Bagchi shed light on the media-military engagement during the war. It was noted that Kargil was among the first international conflicts that the Indian media covered in the post-liberalisation era. In retrospect, it provided reporters and regular media personnel a rare opportunity to interact with the top brass. Bagchi highlighted the need for the services and government to hand out detailed SOPs for journalists covering conflicts and wars.
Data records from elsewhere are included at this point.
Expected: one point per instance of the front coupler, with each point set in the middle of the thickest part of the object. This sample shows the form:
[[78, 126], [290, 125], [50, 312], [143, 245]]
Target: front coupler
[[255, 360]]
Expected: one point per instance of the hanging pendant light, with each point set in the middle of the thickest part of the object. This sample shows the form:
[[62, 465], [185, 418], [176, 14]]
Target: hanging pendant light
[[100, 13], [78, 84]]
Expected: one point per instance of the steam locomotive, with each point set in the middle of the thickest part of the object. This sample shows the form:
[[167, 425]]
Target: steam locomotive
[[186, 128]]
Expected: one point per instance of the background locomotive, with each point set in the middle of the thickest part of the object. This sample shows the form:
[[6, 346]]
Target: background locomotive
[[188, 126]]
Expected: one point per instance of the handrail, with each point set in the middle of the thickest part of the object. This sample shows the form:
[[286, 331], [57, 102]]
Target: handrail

Bagchi also traced the evolving nature of media reporting on national security issues and noted that the ‘quasi-entertainment’ nature of television media today can have a bearing on national security. Journalists have often been criticised for their reportage and coverage during crises such as Kargil, 26/11, Pulwama terror attacks, and Balakot air strikes, with criticism focusing on how some of the coverage could prove advantageous to Pakistan and detrimental to India’s security. Bagchi partially accepted this but strongly emphasised that the media has never been given guidelines by the services on acceptable and unacceptable reportage. The key takeaway was the need to devise such guidelines and norms for national security crises. Gen. Malik offered a two-fold counter to this, explaining that instead of the services, it is the additional secretary in the Ministry of Defence who is accountable for the media’s conduct and thus, responsible for providing guidelines and anecdotal references of breach of conduct by media personnel on various occasions during Kargil.